Caesarean Section

Caesarean section may be a planned procedure for you or it may be necessary in an emergency situation. If your obstetrician arranges for you to have an elective Caesarean section, you will have time to discuss the type of anaesthetic most appropriate for you with your Anaesthetist.

The decision will be between having your operation done with you awake, using a regional anaesthetic (Epidural or Spinal or combined), or a general anaesthetic. There are advantages and disadvantages for each technique but it is generally considered that the outcome for the baby does not depend on the type of anaesthesia used. Many mothers choose a regional anaesthetic so that they and their partner can participate in and witness the birth process.

Caesarean section is more commonly performed today under spinal or epidural anaesthetic. In this situation the mother remains awake and aware of what is going on, sees their baby being born, but should not feel significant pain. Also the baby's father can be present in the operating theatre to witness the birth. You should discuss the relative value of general anaesthesia and epidural anaesthesia with your anaesthetist. The details can be quite involved and your choice is an individual one. The choice (all other things being equal) is one for yourself, your anaesthetist and your obstetrician to resolve in your best interests.

Regardless of which technique is used, special precautions will be taken to protect you against the risks of aspiration of stomach contents during the procedure. Your stomach does not empty normally during the last weeks of pregnancy, so although you will be fasted, you will almost certainly have acid contents in the stomach.
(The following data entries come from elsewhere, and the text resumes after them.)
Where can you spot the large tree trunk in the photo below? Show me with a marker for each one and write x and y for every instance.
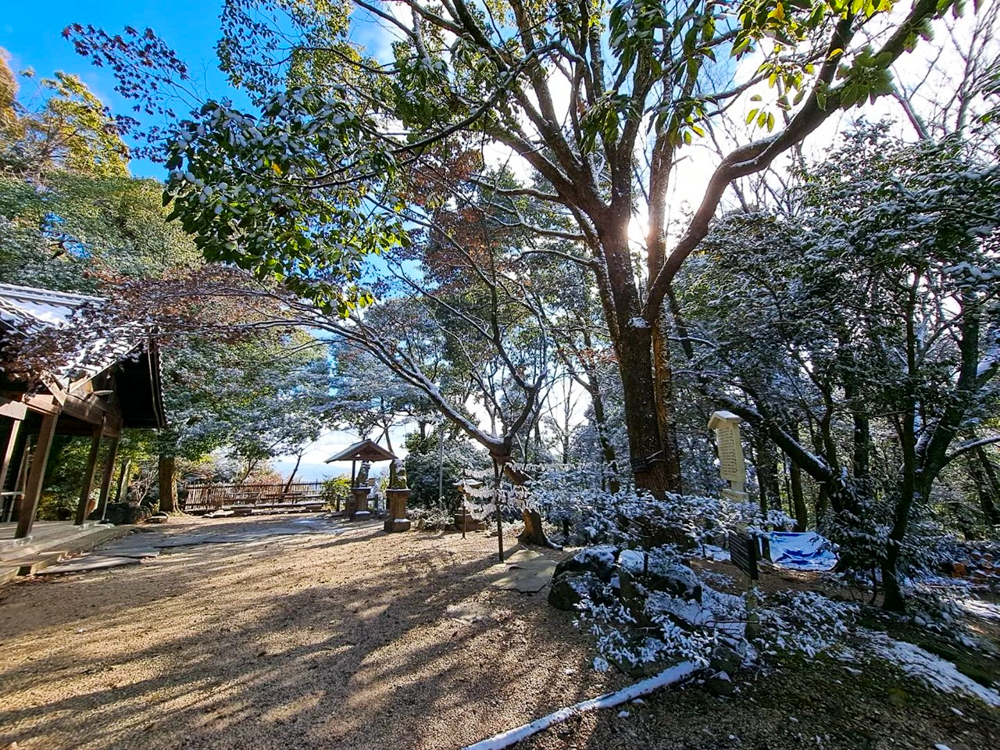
(168, 484)
(798, 499)
(988, 488)
(663, 383)
(653, 462)
(533, 532)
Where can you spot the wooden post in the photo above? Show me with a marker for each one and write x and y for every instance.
(123, 478)
(88, 475)
(109, 472)
(36, 477)
(8, 455)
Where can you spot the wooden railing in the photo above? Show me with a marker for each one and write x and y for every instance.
(209, 497)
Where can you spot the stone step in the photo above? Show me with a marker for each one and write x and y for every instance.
(59, 550)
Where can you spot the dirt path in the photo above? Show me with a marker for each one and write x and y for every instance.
(325, 639)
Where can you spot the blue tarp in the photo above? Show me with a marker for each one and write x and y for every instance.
(802, 551)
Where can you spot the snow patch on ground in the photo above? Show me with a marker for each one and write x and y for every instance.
(980, 608)
(609, 700)
(933, 670)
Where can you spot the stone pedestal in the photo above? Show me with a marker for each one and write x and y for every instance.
(397, 520)
(357, 505)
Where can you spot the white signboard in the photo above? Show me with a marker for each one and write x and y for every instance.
(727, 436)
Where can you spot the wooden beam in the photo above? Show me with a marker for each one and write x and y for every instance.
(91, 410)
(88, 477)
(13, 409)
(36, 477)
(109, 472)
(8, 454)
(43, 403)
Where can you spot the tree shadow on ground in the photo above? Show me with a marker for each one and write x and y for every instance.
(312, 642)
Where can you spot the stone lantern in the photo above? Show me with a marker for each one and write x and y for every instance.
(396, 496)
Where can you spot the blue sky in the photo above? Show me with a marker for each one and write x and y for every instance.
(32, 34)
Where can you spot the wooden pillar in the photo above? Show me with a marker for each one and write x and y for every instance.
(123, 476)
(36, 477)
(8, 455)
(109, 472)
(88, 475)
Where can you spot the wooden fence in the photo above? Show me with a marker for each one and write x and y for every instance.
(205, 498)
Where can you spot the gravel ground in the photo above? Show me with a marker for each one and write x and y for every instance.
(798, 703)
(318, 640)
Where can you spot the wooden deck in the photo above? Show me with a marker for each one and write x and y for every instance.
(244, 500)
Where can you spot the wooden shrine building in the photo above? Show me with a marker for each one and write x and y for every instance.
(114, 384)
(366, 450)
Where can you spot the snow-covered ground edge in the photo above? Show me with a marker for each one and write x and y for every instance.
(929, 668)
(667, 677)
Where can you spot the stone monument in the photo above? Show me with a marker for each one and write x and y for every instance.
(731, 465)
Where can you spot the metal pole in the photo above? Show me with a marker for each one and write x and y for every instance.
(441, 466)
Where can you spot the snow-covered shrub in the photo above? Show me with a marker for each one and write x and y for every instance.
(576, 495)
(430, 519)
(804, 621)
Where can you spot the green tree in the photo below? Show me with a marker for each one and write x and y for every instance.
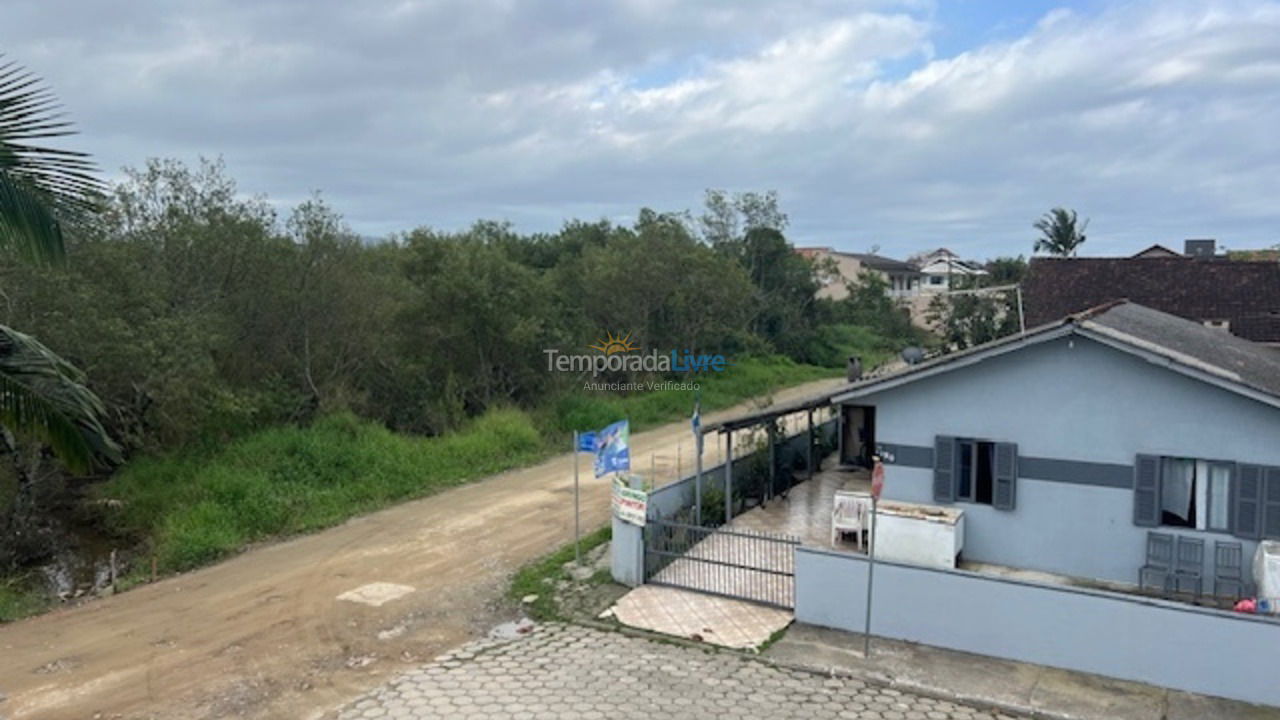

Different approaches may be taken, but the most popular technique at present is to give you a liquid antacid immediately before coming to the operating theatre.

An intravenous line is always inserted and a 'drip' is commenced before performing any type of anaesthetic.

Like all procedures there are possible complications (see Epidurals in Labour). A common complication is a drop in blood pressure which may require the administration of intravenous fluids and drugs which your anaesthetist has close at hand. Because all sedative drugs given to you will also sedate your baby, as a general rule these drugs, if given at all, will be withheld until after the baby is delivered. It is common to feel some pulling and pushing sensations during the operation which may be slightly uncomfortable, but you should not feel any pain.

Induction of general anaesthesia for a Caesarean section however is not usually preceded by sedation because the agents can cross the placenta and depress the baby's ability to respond and breath when born. Oxygen is usually given to patients before induction, the bed tilted to the left and light pressure applied to the front of the neck to minimize the chance of stomach contents entering the lungs. In addition and antacid may be given before entering the theatre.

In an emergency situation there may not be time to use a regional anaesthetic technique and in the interest of the best outcome for your baby, a general anaesthetic may be used to expedite rapid birth of your baby.

After the birth of your baby, your anaesthetist will administer further drugs to assist in contracting your uterus, and possibly antibiotics. Your anaesthetist will also arrange your pain relief after your operation which may be given intravenously or via your epidural (if present). These will usually be commenced after you are transferred to the Recovery Ward at the end of the procedure.

Your anaesthetist may also be called upon to attend to your newborn baby to administer oxygen, clear the baby's airway or do other things to help your baby get over the stress of birth. This is quite common and you should not be concerned if this occurs.